How The Internet Has Changed Investing

By Ryan C. Fuhrmann | January 15, 2012 AAA

The Internet has been one of the most revolutionary and disruptive technologies in history. It has had a profound impact on the way that consumers listen to music, watch movies, buy and sell products, and communicate. It has also had a hugely beneficial impact on investing, especially for retail investors.

SEE: Stock-Picking Strategies

Evolution of Communication
The wide availability of information is perhaps the biggest benefit that the Internet has had on investing. Prior to the Internet, the retail investor's best bet was to head to the local library to read financial literature, and research companies and securities such as stocks, bonds and mutual funds.

The other option was to contact a company directly for the latest financial report, which could prove costly in terms of postage for large financial reports, and could take some time, as the investor would have to wait until the report was printed and sent by the firm's investor relation department. (For related reading, see From The Printing Press To The Internet.)

With the Internet, an investor can find an online company report from the Securities and Exchange Commission (SEC) website immediately after it is posted. Large financial documents can be downloaded within seconds and can be searched for key words, topics or specific financial statements. Companies also maintain online investor relations pages, where these same filings can be found, as can annual reports and other presentations made to investors at industry conferences.

Hundreds of websites also maintain and compile financial information for investors to analyze and understand. Previously, financial intermediaries, such as brokers and investment managers, had an advantage over individual investors. This included more resources to obtain large financial reports or pay for expensive services to perform security analysis. These days, many free websites provide financial information while others charge nominal annual fees for more specialized data.

Benefits
The other primary benefit that the Internet has had on investing is the affect it has on lowering fees for investors. In particular, retail investors have seen a dramatic decline in the commission rates they pay to trade securities. These days, it is very common to find an online broker offering around $10 to make a common stock trade. Prior to the wide availability of discount brokers, full-service brokers were able to exert their control over the market and charge what now seem line exorbitant commission rates.
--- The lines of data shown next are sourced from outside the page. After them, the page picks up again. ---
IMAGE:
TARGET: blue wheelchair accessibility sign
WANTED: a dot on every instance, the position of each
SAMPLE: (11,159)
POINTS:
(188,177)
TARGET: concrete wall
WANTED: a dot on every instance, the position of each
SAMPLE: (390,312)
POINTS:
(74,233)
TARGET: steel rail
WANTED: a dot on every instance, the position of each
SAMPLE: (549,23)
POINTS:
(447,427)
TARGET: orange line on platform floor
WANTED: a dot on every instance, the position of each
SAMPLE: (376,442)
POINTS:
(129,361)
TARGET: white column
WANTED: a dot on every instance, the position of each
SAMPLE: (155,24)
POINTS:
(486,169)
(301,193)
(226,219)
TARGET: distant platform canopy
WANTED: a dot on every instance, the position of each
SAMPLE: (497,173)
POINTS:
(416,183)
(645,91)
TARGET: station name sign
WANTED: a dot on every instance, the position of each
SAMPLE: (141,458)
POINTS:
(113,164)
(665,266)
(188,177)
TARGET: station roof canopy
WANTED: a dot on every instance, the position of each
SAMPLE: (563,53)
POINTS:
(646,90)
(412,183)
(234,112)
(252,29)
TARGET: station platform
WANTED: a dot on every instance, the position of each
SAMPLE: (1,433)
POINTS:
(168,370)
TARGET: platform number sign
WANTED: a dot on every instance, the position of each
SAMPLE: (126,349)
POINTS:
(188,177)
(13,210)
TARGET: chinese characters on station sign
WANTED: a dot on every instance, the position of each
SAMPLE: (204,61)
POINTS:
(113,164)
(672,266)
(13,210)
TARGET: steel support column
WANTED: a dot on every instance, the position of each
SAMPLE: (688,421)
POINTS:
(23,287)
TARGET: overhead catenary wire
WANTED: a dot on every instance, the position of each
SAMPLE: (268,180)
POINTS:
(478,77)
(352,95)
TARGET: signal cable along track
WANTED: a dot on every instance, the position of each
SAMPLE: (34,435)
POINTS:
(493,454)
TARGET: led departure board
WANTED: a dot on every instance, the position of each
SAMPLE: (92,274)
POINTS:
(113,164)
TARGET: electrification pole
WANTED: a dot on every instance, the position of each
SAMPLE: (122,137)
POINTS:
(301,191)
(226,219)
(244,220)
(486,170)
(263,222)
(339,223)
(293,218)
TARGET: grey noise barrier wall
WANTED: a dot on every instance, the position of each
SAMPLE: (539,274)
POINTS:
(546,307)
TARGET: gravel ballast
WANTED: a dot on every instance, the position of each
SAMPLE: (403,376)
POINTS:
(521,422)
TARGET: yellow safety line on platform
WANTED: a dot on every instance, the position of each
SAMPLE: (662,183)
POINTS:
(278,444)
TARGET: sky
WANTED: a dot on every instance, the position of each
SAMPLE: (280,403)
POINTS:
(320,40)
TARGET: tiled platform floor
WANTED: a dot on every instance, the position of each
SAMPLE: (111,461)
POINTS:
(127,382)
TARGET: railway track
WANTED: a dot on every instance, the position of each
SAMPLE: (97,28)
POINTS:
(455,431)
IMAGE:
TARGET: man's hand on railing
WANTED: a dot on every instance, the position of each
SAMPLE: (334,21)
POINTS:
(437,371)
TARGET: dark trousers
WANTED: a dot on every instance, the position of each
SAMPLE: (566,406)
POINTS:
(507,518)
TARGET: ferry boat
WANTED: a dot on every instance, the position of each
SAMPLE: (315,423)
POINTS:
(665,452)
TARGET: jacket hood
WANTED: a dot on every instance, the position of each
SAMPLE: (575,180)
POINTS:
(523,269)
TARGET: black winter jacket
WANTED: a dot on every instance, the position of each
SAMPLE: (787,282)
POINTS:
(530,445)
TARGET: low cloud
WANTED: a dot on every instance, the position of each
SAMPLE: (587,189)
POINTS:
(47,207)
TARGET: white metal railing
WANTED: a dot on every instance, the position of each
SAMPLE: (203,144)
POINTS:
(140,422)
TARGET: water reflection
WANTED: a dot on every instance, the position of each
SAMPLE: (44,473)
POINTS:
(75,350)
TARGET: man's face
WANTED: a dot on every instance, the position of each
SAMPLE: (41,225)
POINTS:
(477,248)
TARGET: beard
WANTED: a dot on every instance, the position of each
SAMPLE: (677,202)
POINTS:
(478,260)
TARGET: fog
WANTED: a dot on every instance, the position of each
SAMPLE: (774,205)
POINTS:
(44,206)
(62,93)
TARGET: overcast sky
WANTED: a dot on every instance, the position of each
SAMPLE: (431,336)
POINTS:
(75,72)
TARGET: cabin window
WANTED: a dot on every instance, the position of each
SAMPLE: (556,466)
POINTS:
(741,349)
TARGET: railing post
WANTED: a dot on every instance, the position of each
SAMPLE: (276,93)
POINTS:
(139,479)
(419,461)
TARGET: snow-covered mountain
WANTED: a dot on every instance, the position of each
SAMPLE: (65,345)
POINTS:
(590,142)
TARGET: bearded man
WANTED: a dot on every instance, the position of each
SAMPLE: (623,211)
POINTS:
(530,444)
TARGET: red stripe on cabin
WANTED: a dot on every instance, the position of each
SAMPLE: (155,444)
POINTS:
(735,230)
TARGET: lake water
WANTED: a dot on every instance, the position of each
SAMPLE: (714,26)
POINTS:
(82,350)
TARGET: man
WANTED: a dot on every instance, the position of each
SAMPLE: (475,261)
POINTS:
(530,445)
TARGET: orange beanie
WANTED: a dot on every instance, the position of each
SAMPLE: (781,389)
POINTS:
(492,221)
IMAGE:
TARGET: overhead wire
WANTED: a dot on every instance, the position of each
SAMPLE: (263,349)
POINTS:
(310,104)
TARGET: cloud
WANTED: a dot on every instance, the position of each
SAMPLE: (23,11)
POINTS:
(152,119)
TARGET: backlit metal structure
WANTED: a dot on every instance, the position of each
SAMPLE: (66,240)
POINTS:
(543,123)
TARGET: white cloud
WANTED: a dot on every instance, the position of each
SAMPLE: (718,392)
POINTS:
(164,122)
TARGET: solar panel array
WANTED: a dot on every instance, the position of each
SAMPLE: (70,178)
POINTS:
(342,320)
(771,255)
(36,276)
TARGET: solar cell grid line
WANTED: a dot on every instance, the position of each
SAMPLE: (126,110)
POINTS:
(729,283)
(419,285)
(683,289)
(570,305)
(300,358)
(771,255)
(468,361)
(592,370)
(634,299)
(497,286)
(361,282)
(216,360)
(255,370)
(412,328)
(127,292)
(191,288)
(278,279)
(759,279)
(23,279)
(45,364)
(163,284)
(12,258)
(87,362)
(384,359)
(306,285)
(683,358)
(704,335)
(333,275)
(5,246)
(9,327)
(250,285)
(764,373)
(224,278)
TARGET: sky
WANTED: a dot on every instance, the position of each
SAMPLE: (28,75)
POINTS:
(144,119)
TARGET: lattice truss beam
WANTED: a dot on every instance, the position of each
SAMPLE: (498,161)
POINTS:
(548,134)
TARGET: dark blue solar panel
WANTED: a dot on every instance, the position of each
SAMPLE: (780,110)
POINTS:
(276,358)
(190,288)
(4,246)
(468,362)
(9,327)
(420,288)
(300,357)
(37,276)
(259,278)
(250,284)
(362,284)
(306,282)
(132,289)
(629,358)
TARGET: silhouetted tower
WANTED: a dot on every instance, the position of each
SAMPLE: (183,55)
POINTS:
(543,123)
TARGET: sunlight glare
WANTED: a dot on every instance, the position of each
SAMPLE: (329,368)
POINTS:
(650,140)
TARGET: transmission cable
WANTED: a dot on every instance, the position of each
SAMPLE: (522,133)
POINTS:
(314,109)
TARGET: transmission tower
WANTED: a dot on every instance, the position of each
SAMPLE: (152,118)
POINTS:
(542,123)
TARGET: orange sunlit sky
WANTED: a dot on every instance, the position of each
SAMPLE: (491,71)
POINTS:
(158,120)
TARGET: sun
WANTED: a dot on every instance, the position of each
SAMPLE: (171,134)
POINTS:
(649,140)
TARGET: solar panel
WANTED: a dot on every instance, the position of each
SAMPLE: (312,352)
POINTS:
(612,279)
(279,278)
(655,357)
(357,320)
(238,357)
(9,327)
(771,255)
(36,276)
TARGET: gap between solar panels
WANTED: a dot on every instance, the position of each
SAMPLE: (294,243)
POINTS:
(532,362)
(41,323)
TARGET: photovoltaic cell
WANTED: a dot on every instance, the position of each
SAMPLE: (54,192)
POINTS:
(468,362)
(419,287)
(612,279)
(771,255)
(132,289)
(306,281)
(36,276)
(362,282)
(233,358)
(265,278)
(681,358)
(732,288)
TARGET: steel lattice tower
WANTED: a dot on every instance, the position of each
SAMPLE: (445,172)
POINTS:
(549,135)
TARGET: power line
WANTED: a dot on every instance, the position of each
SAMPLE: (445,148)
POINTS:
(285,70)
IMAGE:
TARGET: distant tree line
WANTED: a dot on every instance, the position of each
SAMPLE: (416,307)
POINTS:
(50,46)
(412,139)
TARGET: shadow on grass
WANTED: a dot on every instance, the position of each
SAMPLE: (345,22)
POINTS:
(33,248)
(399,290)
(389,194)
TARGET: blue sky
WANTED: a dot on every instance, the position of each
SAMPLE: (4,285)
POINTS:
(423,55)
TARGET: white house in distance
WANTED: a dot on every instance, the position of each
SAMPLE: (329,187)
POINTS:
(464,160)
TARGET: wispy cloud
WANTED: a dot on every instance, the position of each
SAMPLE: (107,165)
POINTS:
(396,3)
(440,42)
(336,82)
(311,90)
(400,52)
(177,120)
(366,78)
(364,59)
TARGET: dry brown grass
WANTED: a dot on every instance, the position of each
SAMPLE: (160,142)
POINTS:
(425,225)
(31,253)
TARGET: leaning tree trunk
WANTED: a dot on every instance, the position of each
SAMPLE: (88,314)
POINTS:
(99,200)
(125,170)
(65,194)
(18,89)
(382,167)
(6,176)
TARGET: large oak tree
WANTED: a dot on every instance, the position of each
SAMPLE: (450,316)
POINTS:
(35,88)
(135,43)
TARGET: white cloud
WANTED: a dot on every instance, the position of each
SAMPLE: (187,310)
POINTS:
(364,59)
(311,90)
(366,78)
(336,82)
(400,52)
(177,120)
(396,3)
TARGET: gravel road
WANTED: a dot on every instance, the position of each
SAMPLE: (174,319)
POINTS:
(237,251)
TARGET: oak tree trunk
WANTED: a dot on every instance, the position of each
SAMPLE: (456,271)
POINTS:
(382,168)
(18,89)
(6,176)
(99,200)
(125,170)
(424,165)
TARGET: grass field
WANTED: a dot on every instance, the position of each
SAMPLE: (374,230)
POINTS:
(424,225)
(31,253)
A "Money Magazine" article from 1992, right as the Internet was just beginning to enter the consumer market, detailed that a full-service broker could charge a 2.5% commission for a stock trade. The example it provided was a $250 commission to trade 100 shares of a stock trading at $100 per share. (To learn more, read Paying Your Investment Advisor - Fees Or Commissions?)

Trading itself has benefited from electronic networks that can send trade information through Internet piping. High frequency traders are often the subject of much controversy and accused of contributing to above-average stock market volatility. However, these traders have also been credited with reducing bid-ask spreads, which is simply the different cost that exists when buying (the bid price) and selling (the ask price) a security. These days, the spread is down to pennies, but used to be much wider and allowed brokerage firms another opportunity to take money from investor pockets and place it in their own.

An academic study from the Wharton Business School back in 2000 summed up the key benefits that the Internet has had on investing in three principal factors.

The first was transparency, or the ability for a much wider base of investors to analyze information and come to their own conclusions on how to properly price securities.

It also defined differential pricing, which speaks to the demise of full-service brokers that charged high prices until the Internet significantly lowered the costs that the industry could charge to make financial transactions.

Finally, it spoke of disintermediation, which again referred to the ability for investors to bypass old school full service brokers and advisors for both information and the trading of securities. (Also, check out 10 Tips For Choosing An Online Broker.)

The Bottom Line
Overall, the Internet has placed considerable power in the hands of individuals, and this has had a profound effect on how the investor obtains financial information. Equally importantly, it has lowered costs significantly for most financial market participants.